Academic Catalog


Foothill College Course Outline of Record

Foothill College Course Outline of Record
Heading Value
Units: 1
Hours: 1 lecture per week (12 total per quarter)
Advisory: Basic computer skills and knowledge of Macintosh or Windows operating systems; familiarity using Web browsers, email, bookmarking, searching and downloading; not open to students with credit in LINC 251.
Degree & Credit Status: Degree-Applicable Credit Course
Foothill GE: Non-GE
Transferable: CSU
Grade Type: Letter Grade (Request for Pass/No Pass)
Repeatability: Not Repeatable

Student Learning Outcomes

  • Determine the characteristics of good multimedia design
  • Define terminology associated with multimedia
  • Compare appropriate and inappropriate uses for multimedia in education, business, or entertainment industries


An overview of multimedia software and hardware and the multimedia production process. Designed for trainers, educators, and anyone interested in multimedia, the course features hands-on learning with computer-based or internet software authoring tools to design and produce a multimedia project or presentation that integrates text, graphics, animation, sound, and digital video for educational, business, or entertainment purposes.

Course Objectives

The student will be able to:
A. Define terminology associated with multimedia
B. Compare appropriate and inappropriate uses for multimedia in education, business, or entertainment industries
C. Determine the characteristics of good multimedia design
D. Design and develop a multimedia project using a production process that includes software and hardware systems
E. Operate multimedia tools such as, a scanner, digital camera, digital video camera
F. Create and edit a multimedia project using multimedia authoring software
G. Analyze and critique multimedia projects using established characteristics of good multimedia design

Course Content

A. Multimedia Terminology
1. Definitions
2. Software Applications
3. Hardware and Software Components
4. Design Process
5. Production Process
B. Multimedia in Education, Business, and Entertainment
1. Types and Uses
2. Philosophy and Rationale
3. Best Practices
C. Characteristics of Multimedia
1. Good Multimedia Design
2. Bad Multimedia Design
3. Create Multimedia Project Evaluation Criteria
D. Design and Develop a Multimedia Project
1. Analyze Purpose of Multimedia Project
2. Select Multimedia Tools, Resources
3. Design Project
E. Operate Multimedia Tools
1. Camera
2. Scanner
3. Video Camera
4. Animation Software
5. Image Editing Software
6. Online Image Resources
F. Create Multimedia Project
1. Develop Project
a. Multimedia Authoring Software
b. Adding Graphics, Sound, Animation, Video
c. Basic Editing: Cut, Copy, Paste
d. Advanced Techniques, Special Effects
2. Review and Edit Project
a. Setting up Slideshow or Player for Presentation
G. Critique Multimedia Project
1. Analyzing a Multimedia Project
2. Critique/Feedback Process
3. Writing a Project Reflection/Review

Lab Content

Not applicable.

Special Facilities and/or Equipment

A. When offered on/off campus: Lecture room equipped with LCD projector, whiteboard, and a demonstration computer connected online.

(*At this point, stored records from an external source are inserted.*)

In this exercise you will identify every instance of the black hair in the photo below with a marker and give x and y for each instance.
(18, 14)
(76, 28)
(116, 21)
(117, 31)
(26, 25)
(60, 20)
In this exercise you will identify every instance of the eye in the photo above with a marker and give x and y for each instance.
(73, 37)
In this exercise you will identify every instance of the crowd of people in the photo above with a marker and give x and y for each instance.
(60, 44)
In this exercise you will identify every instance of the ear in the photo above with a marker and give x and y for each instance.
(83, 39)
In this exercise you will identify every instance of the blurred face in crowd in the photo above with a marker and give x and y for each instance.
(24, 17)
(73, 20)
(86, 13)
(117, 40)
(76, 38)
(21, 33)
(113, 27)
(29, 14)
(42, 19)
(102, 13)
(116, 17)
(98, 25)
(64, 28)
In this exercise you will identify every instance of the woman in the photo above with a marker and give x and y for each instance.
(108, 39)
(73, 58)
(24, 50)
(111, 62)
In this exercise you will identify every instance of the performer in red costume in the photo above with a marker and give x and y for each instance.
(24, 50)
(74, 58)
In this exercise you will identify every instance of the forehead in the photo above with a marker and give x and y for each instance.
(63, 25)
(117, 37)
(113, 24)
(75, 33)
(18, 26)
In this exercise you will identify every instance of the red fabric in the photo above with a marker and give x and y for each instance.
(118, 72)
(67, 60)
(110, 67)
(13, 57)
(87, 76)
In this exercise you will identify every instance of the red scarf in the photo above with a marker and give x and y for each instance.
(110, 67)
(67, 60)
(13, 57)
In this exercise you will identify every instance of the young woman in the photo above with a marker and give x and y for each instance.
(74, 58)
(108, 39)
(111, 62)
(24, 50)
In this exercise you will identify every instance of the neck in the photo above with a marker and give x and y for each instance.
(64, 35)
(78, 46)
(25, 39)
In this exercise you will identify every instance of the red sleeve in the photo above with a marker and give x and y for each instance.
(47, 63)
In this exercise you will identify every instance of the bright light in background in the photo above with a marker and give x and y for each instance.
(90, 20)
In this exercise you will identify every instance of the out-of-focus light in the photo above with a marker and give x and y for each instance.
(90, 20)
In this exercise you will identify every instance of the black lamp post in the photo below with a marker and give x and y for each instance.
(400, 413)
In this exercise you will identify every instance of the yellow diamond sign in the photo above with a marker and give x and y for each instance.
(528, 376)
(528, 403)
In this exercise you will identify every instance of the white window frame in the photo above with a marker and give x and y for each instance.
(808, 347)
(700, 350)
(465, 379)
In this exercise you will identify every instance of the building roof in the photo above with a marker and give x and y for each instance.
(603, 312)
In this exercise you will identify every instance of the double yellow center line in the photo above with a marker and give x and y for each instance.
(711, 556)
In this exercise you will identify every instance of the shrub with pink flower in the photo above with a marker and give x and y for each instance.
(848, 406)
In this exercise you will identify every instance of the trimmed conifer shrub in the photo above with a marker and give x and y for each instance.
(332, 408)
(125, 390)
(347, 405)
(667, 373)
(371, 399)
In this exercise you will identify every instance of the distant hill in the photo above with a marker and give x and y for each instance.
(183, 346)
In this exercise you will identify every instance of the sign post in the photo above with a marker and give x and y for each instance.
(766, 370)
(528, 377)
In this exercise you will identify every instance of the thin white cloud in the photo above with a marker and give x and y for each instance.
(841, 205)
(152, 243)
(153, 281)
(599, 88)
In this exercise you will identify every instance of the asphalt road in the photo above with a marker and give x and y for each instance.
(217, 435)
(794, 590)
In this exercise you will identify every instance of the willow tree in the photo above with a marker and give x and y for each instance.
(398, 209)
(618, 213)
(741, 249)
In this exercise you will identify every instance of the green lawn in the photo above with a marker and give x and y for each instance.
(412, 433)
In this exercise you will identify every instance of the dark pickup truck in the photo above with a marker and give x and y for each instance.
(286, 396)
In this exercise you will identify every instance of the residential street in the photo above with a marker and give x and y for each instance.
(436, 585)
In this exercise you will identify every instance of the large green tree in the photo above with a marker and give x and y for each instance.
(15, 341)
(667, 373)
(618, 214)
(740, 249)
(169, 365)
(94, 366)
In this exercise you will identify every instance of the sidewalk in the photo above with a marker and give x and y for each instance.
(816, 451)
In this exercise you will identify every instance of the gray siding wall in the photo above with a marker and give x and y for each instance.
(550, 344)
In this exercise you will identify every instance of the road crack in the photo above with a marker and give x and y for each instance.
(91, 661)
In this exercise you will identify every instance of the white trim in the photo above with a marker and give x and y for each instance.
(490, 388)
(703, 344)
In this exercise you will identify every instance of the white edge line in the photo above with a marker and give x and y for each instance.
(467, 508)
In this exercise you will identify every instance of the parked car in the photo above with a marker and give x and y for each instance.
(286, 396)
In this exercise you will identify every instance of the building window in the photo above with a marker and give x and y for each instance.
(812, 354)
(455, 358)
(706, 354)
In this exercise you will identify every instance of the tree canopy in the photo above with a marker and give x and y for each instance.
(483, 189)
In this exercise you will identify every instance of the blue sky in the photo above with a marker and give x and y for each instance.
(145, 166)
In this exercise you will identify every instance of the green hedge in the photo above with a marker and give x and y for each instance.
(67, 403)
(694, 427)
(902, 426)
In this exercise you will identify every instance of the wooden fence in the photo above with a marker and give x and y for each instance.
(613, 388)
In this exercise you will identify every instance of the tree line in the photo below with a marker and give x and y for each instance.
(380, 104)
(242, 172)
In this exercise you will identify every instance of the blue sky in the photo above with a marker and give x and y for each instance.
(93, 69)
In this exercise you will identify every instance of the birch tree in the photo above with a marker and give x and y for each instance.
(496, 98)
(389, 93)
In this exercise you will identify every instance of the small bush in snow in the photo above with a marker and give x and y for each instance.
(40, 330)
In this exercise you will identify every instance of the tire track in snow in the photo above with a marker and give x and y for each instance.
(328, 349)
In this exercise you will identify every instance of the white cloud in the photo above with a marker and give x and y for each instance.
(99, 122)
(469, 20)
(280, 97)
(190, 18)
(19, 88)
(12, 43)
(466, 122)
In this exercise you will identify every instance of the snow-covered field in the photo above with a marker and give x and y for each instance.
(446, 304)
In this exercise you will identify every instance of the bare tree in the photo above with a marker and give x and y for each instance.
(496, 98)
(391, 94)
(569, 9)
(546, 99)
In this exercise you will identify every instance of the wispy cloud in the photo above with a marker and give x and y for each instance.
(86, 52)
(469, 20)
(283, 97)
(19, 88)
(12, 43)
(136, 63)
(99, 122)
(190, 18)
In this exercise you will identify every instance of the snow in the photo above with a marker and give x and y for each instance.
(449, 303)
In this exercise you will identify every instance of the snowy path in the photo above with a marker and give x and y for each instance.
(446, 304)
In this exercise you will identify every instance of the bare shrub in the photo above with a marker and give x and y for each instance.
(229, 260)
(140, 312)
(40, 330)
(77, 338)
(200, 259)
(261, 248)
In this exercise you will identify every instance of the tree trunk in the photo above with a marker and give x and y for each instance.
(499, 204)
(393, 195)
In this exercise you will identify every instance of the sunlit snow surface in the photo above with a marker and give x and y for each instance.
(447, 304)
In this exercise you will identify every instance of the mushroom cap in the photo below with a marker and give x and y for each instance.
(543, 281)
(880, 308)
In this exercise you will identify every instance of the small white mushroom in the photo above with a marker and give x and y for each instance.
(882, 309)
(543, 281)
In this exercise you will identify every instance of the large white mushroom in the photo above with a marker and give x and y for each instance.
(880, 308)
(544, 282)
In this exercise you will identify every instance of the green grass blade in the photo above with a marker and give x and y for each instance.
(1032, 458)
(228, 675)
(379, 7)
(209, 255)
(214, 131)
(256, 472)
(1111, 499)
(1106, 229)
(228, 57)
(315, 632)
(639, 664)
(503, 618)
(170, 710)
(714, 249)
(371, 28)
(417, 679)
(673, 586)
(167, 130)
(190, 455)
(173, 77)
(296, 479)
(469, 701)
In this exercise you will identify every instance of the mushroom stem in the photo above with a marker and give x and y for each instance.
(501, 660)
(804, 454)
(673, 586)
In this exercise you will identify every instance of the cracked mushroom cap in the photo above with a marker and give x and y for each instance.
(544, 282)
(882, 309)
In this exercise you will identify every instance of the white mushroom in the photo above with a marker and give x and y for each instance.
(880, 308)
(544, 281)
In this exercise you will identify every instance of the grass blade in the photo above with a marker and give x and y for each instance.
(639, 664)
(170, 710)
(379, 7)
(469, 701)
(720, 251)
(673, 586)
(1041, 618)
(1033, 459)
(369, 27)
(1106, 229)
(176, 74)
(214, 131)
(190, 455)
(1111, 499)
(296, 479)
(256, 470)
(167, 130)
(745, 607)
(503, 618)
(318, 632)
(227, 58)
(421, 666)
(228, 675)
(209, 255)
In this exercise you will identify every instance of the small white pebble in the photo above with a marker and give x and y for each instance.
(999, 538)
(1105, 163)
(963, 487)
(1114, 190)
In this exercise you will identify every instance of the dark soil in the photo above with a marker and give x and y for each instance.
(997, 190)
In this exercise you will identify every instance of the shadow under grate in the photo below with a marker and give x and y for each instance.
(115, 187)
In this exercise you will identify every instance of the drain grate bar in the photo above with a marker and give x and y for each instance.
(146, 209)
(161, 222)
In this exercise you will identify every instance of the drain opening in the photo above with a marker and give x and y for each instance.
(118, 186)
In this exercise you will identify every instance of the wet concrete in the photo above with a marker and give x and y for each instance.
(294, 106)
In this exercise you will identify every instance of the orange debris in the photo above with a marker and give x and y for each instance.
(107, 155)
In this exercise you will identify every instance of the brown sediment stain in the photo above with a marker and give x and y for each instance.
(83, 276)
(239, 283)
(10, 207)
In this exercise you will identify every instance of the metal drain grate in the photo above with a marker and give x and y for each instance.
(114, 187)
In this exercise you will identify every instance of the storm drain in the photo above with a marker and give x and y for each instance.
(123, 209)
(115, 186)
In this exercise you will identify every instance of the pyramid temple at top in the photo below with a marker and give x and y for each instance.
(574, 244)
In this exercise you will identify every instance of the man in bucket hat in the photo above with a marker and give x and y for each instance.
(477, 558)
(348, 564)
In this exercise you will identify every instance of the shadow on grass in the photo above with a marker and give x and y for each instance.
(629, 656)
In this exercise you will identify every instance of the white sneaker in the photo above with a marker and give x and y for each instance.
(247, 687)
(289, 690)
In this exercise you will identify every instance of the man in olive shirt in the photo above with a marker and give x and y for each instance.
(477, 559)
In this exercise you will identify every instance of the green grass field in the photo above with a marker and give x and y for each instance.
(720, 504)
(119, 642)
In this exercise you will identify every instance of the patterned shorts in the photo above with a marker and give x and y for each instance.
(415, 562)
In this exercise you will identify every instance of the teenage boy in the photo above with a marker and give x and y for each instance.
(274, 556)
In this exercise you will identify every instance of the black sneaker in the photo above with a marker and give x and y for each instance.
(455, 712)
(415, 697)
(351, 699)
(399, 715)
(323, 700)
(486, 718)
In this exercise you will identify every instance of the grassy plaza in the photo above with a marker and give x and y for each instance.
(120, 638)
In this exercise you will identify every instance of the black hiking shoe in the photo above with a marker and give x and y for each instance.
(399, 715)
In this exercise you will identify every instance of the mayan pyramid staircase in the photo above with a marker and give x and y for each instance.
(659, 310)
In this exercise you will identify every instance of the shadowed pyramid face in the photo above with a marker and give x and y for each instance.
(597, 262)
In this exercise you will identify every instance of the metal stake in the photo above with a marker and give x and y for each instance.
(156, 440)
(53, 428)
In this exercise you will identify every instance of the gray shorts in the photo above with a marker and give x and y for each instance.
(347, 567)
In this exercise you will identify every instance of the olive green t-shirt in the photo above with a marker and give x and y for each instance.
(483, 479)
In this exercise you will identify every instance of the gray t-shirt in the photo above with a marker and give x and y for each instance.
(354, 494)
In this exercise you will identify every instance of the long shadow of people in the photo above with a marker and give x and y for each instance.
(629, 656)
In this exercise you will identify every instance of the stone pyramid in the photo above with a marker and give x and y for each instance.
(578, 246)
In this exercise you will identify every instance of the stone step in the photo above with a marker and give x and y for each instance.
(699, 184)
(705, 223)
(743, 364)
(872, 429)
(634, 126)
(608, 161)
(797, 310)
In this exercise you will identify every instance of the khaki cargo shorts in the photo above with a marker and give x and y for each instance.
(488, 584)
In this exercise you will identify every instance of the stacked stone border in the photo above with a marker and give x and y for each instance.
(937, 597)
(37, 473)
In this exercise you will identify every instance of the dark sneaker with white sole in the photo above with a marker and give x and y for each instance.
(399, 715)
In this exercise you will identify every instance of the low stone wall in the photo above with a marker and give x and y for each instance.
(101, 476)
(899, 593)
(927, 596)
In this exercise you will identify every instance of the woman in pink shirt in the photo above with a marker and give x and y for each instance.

Computer laboratories equipped with online PCs and/or Macintosh computers, network server access, and printers.
B. When taught via the Internet: Students must have current email accounts and/or ongoing access to computers with email software, web browsing capability, and access to the World Wide Web.

Method(s) of Evaluation

The student will demonstrate proficiency by:
A. Creating the multimedia project using characteristics of quality defined by the class.
B. Writing an evaluation critique and reflection for their own and classmates' final projects, with emphasis on use of constructive comments and suggested improvements with respect to established characteristics of good multimedia design.
C. Participating in class discussions and critiques.

Method(s) of Instruction

During periods of instruction the student will be:
A. Listening actively to lecture presentations delivered in student-centered learning style by taking notes, following demonstrations, or completing an activity
B. Participating in facilitated discussions of live presentations, readings or video presentations
C. Presenting in small group and whole class situations

Representative Text(s) and Other Materials

Vaughan, Tay. Multimedia: Making It Work. 9th ed. McGraw-Hill/Osborne, 2014.

Teacher assigned notes and materials.

When course is taught online: Additional information, notes, handouts, syllabus, assignments, tests, and other relevant course material will be delivered by email and on the World Wide Web, and discussion may be handled with internet communication tools.


Types and/or Examples of Required Reading, Writing, and Outside of Class Assignments

A. Writing assignments include an multimedia design plan, peer evaluations, and critical analysis (of educational projects, technology tools, systems, or processes).

B. Outside assignments include conducting project development, writing the instructional plan, reading, and participating in online peer collaboration activities.

C. When taught online these methods may take the form of video, audio, animation and webpage presentations. Assignments will be submitted online as well.